To meet the demands of his professional dance career Orrico dove into the relationship between his own mind and body. He overcame his jaw dislocation problem with a series of exercises, or a body “logic” he created, a logic that relied heavily on resetting the body through awareness and symmetry, and using feelings of levitation and suspension. “I’ve seen a lot of doctors, I went to physical therapists,” he says. “Nothing was working for me except these early fundamentals I was discovering in my practice.”
Indeed, symmetry acts a kind of dual muse and processor for Orrico. One of Orrico’s recent films turns an improvised hand dance by Yvonne Rainer into a choreography. Called “Accelerated Image” (2014), the short film features Orrico dancing opposite his wife, Melinda Jean Myers, to an original score by John McGrew. Orrico learned the movement on one hand, then taught it to his other, and had Myers perform the same movements opposite him and in unison.

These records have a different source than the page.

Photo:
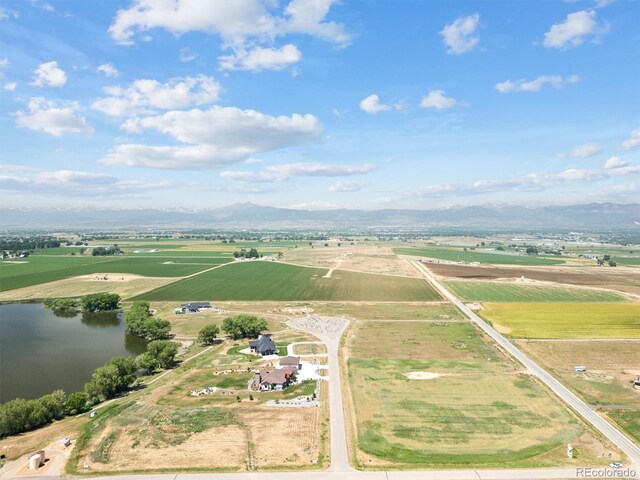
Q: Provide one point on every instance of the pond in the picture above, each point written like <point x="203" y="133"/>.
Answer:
<point x="41" y="352"/>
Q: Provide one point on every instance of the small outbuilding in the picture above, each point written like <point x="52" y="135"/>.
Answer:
<point x="263" y="345"/>
<point x="290" y="361"/>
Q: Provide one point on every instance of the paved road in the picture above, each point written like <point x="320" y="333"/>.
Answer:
<point x="613" y="434"/>
<point x="330" y="330"/>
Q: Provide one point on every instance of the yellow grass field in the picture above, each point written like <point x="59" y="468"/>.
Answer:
<point x="124" y="284"/>
<point x="565" y="320"/>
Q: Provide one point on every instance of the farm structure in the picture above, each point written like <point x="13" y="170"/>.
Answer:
<point x="263" y="345"/>
<point x="193" y="307"/>
<point x="272" y="379"/>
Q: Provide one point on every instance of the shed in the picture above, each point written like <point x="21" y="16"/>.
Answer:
<point x="290" y="361"/>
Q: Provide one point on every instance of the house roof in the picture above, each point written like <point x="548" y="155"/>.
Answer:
<point x="290" y="360"/>
<point x="264" y="343"/>
<point x="196" y="305"/>
<point x="275" y="377"/>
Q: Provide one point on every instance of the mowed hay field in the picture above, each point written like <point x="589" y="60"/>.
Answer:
<point x="125" y="285"/>
<point x="260" y="280"/>
<point x="244" y="437"/>
<point x="472" y="407"/>
<point x="514" y="292"/>
<point x="564" y="320"/>
<point x="35" y="270"/>
<point x="453" y="254"/>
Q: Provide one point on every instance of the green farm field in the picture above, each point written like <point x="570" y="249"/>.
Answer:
<point x="511" y="292"/>
<point x="458" y="254"/>
<point x="471" y="409"/>
<point x="565" y="320"/>
<point x="277" y="281"/>
<point x="35" y="270"/>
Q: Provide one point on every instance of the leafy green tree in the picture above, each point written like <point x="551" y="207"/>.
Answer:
<point x="111" y="379"/>
<point x="76" y="403"/>
<point x="208" y="334"/>
<point x="244" y="326"/>
<point x="142" y="324"/>
<point x="62" y="305"/>
<point x="163" y="352"/>
<point x="53" y="404"/>
<point x="146" y="363"/>
<point x="100" y="302"/>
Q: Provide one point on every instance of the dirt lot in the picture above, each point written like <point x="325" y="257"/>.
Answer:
<point x="360" y="258"/>
<point x="612" y="365"/>
<point x="593" y="276"/>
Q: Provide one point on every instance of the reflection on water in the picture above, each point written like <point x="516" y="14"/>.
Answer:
<point x="40" y="351"/>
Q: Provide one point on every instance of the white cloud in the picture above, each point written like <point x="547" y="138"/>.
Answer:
<point x="615" y="162"/>
<point x="109" y="70"/>
<point x="531" y="181"/>
<point x="46" y="116"/>
<point x="372" y="105"/>
<point x="49" y="74"/>
<point x="247" y="28"/>
<point x="459" y="36"/>
<point x="573" y="31"/>
<point x="346" y="186"/>
<point x="148" y="96"/>
<point x="76" y="183"/>
<point x="260" y="58"/>
<point x="437" y="99"/>
<point x="583" y="151"/>
<point x="282" y="172"/>
<point x="633" y="141"/>
<point x="186" y="55"/>
<point x="536" y="85"/>
<point x="216" y="136"/>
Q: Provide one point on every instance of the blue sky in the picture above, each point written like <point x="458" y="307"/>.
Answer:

The body logic practice is something Orrico has developed into a workshop, which he offered at Defibrillator this week ahead of his performance on Saturday. It is deeply rational, he explains, and it informs all of his paintings and drawings. His Penwald series, which began in 2009, marked Orrico’s arrival on the scene as a conceptual artist. Remarking on a Penwald drawing Orrico performed at Dance Theater Workshop in 2010, Wall Street Journal dance critic Robert Greskovic described Orrico as “Leonardo da Vinci’s Vitruvian Man in contemporary, casual clothing, seen from the back, extending his arms in the act of conjuring a vaporous circle out of continuously scrawling black lines.” Watching him perform these drawings and watching the drawings take shape, slowly — and in the movement arts, the power of slowness is harnessed all too rarely — was like witnessing an act of meditation. This is an effect, Orrico says, that comes from the physical practice he uses to prepare and maintain himself during a performance.

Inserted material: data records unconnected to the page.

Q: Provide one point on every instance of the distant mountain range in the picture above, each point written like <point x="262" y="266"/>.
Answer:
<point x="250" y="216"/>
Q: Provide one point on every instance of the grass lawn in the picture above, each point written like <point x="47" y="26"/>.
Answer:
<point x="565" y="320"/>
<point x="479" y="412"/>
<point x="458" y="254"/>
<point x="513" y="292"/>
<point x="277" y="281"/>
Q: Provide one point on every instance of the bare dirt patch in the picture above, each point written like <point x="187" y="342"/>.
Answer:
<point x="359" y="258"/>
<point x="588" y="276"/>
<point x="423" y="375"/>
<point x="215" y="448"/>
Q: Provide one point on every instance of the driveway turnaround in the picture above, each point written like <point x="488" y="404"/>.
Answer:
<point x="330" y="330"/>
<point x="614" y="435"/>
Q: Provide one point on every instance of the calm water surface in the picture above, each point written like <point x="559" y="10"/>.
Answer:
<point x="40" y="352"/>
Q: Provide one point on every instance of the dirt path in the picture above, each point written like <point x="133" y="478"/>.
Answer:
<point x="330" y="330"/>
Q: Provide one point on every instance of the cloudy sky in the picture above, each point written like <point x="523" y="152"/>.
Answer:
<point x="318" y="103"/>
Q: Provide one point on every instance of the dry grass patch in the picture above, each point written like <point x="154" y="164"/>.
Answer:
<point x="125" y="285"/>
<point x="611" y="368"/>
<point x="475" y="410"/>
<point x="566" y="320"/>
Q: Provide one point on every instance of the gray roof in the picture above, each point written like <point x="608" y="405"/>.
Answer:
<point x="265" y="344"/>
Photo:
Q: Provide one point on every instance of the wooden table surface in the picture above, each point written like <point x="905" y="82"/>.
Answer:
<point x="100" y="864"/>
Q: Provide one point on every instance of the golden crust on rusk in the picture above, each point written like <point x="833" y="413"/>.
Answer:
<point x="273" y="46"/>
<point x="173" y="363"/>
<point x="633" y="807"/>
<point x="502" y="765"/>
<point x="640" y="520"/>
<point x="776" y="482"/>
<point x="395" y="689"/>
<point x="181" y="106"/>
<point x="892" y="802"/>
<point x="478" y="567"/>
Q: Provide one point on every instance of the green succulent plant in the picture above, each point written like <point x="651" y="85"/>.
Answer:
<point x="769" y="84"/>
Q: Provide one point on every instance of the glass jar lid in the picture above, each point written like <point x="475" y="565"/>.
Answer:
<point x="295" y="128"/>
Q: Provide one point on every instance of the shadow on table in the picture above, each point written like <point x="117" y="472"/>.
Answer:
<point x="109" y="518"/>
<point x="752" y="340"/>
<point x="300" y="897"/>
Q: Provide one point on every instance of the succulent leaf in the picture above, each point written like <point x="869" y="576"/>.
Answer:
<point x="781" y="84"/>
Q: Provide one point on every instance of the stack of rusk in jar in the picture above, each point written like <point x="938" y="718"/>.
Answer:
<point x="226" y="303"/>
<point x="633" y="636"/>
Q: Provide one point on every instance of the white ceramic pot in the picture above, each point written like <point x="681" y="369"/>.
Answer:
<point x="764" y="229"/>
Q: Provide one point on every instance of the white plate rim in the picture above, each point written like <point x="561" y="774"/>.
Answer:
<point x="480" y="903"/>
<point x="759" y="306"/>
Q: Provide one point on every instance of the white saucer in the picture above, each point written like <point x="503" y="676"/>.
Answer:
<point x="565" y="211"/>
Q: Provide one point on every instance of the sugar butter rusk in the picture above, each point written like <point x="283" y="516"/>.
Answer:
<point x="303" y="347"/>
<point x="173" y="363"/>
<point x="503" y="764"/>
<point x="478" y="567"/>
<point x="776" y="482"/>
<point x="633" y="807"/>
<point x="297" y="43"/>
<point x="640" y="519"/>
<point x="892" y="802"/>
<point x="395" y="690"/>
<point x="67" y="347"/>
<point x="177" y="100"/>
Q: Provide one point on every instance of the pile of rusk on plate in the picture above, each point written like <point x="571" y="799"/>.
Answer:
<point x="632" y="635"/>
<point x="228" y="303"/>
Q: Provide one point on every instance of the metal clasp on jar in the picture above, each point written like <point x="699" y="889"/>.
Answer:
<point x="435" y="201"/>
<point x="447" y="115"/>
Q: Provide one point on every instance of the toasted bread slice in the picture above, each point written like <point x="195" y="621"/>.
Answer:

Humanism aside, the precision and endurance of the Penwald performances evoke a kind of organic machine. Orrico is no longer dancing professionally and he has what he describes as an “increasingly untrained body.” He says that where his Penwald drawings are about limitation, his Carbon series is about imagination. “It’s like walking from room to room wherever the imagination wants to wander,” he says. And a lot of the work concerns preparing the body as a material and as a tool. It all starts, he says, with “Prepare the Plane.”
He has performed this piece twice before. The first time was in Mexico City in 2012. Orrico expected the effort to last about two hours. It took four times that long. The second time he sat down to the piece, in 2014, he said he was “terrified.” “There’s publicity around it. There’s a date, a time, there’s a blank spot on the wall to hang the work when it’s finished. And I have a lot of distractions in my life and I’ve lost touch with my body in a lot of ways. I feel pretty average when I sit down in front of a concept I created three years ago. I feel an on-pouring of fear. And then I go.” (In the end it took him almost exactly as long to complete the piece the second time around.)
He says that if the need to get up — for water, to go to the bathroom, or just for a break — becomes overwhelming, that’s when the piece will end. “I want to take a body, a piece of paper, and a task and just see how long it can go and what the visual effects of that are.”
Tony Orrico performs “Prepare the Plane” at Defibrillator (1453 West Chicago Avenue, Chicago, Illinois) on Saturday, October 3, from noon to 8pm. The performance will be followed by a talk and reception.